Volkswagen Group has revised its financial expectations for the year downward: operating sales profitability is now estimated to be in the range of 4% compared to the previous threshold of at least 5.5%. The main reason was the increase in costs by €1.3 billion in the first half of the year due to US tariffs of 27.5%, as well as expenses on internal transformations and growth in the share of electric vehicle sales with lower margins.
At the same time, the conglomerate forecasts almost zero revenue growth instead of the previously expected 5%, and has also rolled back the free cash flow forecast. The lower boundary of the new range assumes that tariffs remain at the previous level until the end of the year, whereas the optimistic scenario is based on their reduction to 10%.
The automaker is under pressure in three key regions: the US (Audi and Porsche suffer from import tariffs), Europe (restrained demand and high production costs), and China, where VW is losing market share to local brands.

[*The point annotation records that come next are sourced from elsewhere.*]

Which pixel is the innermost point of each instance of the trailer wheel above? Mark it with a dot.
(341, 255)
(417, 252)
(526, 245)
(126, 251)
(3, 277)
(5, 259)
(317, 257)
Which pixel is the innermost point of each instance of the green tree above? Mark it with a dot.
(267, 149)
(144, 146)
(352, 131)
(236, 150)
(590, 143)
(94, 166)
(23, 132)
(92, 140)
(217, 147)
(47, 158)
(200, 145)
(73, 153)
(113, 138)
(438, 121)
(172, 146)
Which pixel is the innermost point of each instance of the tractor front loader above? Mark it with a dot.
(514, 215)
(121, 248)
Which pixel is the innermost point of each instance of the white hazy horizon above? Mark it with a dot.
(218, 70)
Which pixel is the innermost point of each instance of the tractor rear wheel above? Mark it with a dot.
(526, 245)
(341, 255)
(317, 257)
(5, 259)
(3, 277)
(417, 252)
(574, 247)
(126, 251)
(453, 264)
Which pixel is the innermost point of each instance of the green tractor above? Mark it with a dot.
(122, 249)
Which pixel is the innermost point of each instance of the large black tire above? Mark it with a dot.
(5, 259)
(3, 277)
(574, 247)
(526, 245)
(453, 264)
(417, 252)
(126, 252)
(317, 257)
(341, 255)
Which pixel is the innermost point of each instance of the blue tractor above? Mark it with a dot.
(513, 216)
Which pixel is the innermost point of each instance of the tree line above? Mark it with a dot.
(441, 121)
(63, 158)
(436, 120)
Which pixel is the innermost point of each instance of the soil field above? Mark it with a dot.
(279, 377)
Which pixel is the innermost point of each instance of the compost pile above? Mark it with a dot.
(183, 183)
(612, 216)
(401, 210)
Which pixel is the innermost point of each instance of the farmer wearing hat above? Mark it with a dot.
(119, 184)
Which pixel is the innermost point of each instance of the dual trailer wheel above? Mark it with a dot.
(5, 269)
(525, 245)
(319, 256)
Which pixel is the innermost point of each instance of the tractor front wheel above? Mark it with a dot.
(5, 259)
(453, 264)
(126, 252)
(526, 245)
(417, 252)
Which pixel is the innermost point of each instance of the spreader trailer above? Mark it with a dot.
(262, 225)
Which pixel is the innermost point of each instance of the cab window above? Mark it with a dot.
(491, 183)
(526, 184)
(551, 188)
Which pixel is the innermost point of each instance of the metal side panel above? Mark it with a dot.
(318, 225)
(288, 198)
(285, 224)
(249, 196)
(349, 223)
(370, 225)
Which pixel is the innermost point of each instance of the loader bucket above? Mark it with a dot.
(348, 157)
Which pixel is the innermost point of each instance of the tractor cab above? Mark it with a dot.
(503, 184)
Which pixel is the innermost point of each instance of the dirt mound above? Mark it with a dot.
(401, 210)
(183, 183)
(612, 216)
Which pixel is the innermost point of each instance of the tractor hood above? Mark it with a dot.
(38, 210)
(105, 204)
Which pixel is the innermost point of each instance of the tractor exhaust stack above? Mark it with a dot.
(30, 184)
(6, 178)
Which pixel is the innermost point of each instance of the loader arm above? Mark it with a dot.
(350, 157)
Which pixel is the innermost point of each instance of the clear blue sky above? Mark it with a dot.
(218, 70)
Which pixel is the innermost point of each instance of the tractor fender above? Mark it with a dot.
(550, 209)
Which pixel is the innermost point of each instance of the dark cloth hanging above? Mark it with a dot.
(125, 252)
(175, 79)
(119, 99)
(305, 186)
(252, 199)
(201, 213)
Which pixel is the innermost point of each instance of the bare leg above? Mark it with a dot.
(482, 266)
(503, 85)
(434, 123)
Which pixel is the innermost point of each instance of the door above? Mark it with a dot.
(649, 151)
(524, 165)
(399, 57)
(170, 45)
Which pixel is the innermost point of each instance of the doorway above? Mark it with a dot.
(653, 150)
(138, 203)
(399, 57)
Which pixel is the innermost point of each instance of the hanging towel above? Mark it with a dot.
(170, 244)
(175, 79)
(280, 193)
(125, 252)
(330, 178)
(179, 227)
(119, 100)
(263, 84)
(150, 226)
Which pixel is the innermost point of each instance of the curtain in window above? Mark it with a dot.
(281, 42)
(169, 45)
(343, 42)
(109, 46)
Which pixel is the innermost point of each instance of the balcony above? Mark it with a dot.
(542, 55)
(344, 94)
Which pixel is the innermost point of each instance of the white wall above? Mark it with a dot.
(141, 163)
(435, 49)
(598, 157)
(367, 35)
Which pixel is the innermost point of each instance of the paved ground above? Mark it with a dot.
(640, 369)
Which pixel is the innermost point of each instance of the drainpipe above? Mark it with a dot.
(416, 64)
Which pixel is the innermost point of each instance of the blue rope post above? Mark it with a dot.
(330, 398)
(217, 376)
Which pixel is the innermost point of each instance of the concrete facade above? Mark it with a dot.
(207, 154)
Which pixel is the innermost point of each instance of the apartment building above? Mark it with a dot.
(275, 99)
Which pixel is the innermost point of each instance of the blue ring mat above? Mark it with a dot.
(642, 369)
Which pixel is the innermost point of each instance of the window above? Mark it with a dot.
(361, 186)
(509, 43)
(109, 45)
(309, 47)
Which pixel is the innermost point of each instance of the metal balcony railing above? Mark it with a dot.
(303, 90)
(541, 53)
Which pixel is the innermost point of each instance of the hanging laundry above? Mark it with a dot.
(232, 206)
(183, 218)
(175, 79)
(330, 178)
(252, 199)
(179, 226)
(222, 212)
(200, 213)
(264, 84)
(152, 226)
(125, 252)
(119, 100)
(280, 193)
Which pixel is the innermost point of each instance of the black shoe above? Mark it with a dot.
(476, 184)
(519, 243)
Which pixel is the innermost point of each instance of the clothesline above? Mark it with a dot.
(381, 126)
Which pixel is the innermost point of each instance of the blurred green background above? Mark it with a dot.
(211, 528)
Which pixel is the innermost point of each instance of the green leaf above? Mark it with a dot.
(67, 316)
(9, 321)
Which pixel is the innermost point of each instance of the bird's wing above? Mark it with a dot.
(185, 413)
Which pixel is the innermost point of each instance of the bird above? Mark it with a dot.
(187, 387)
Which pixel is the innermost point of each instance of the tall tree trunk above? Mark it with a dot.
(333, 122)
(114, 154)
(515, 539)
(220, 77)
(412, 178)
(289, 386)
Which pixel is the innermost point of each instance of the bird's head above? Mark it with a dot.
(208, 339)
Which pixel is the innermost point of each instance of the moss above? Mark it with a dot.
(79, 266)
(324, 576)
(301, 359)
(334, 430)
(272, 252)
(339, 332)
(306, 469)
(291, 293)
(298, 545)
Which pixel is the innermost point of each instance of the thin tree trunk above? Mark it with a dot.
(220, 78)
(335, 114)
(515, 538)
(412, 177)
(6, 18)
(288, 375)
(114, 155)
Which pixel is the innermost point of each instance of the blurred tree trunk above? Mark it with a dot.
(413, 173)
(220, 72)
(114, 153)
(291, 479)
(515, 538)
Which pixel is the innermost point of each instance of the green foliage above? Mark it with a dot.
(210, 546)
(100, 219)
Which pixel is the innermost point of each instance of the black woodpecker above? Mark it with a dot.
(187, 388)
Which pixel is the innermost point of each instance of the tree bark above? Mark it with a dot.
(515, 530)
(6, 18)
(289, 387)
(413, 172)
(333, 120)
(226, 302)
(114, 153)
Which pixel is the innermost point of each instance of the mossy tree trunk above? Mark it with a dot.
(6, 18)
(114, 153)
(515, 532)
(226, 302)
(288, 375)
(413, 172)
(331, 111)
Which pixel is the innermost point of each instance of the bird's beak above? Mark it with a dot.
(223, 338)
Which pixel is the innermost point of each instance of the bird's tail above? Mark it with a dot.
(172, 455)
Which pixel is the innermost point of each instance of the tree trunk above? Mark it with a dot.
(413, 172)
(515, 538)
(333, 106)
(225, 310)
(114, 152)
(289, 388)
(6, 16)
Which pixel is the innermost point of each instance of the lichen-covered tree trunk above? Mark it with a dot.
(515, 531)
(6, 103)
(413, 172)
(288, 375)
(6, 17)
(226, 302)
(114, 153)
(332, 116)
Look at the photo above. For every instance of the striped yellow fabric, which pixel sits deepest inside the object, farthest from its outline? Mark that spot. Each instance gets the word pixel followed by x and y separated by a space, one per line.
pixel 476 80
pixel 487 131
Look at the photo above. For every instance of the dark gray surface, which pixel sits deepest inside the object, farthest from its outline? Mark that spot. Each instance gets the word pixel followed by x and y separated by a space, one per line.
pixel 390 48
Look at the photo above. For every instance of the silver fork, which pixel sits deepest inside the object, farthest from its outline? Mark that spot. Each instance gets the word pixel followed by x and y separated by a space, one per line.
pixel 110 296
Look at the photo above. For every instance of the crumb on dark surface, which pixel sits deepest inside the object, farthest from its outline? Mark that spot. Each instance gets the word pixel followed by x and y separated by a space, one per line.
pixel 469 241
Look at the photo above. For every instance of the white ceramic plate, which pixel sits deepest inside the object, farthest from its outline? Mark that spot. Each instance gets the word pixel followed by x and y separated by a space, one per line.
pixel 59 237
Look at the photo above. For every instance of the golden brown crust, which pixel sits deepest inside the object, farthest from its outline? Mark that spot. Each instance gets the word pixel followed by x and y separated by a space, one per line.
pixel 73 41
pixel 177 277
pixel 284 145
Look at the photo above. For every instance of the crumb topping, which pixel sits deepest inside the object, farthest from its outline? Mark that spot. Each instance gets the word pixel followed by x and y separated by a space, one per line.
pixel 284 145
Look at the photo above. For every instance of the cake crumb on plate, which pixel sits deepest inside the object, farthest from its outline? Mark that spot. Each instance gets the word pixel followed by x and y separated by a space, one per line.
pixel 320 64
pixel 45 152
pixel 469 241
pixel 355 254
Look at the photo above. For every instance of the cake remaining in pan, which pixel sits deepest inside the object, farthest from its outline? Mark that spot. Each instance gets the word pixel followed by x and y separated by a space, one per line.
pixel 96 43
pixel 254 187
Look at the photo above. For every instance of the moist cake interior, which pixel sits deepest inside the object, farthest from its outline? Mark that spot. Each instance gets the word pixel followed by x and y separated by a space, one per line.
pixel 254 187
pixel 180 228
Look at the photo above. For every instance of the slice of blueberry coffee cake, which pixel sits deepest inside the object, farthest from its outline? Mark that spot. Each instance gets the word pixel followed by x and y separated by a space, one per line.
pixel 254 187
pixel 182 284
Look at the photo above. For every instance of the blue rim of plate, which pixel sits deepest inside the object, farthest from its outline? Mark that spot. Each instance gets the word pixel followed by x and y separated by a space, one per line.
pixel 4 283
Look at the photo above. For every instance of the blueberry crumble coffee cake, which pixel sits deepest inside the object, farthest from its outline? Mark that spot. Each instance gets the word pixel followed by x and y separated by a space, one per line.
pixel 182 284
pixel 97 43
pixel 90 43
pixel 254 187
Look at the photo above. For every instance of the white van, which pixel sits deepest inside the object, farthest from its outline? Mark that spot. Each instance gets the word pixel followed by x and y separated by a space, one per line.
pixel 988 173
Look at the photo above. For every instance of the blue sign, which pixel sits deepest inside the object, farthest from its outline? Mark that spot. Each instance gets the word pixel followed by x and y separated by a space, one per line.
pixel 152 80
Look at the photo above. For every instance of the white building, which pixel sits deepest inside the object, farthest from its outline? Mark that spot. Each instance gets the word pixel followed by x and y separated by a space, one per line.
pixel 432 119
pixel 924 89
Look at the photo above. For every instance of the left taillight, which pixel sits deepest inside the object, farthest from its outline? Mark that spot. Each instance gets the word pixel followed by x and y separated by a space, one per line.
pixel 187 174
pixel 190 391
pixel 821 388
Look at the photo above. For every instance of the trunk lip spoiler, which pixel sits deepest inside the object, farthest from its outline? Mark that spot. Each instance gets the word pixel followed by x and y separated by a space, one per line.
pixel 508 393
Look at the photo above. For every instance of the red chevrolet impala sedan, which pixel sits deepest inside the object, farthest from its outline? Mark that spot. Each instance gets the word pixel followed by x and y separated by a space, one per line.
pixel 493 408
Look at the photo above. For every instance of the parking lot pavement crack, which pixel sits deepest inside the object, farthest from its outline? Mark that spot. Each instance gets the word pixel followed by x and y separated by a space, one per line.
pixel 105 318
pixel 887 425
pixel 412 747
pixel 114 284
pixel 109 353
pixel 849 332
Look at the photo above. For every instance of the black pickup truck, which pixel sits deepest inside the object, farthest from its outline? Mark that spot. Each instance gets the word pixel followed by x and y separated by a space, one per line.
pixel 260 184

It is separately noted that the Traton truck division has reduced its forecast for adjusted operating profit by 29% in the second quarter due to the same trade barriers, weak growth in Europe, and a decline in orders in Brazil.
Among the positive aspects is the 73% increase in electric car deliveries in Europe in the second quarter, largely thanks to the VW ID.7, Audi Q4 E-tron, and Skoda Elroq models, as well as rebates that diverted some buyers from Tesla.
To strengthen positions in the market, the group relies on a collaboration with Rivian in the US and Xpeng in China; however, the first results of these alliances are expected only next year.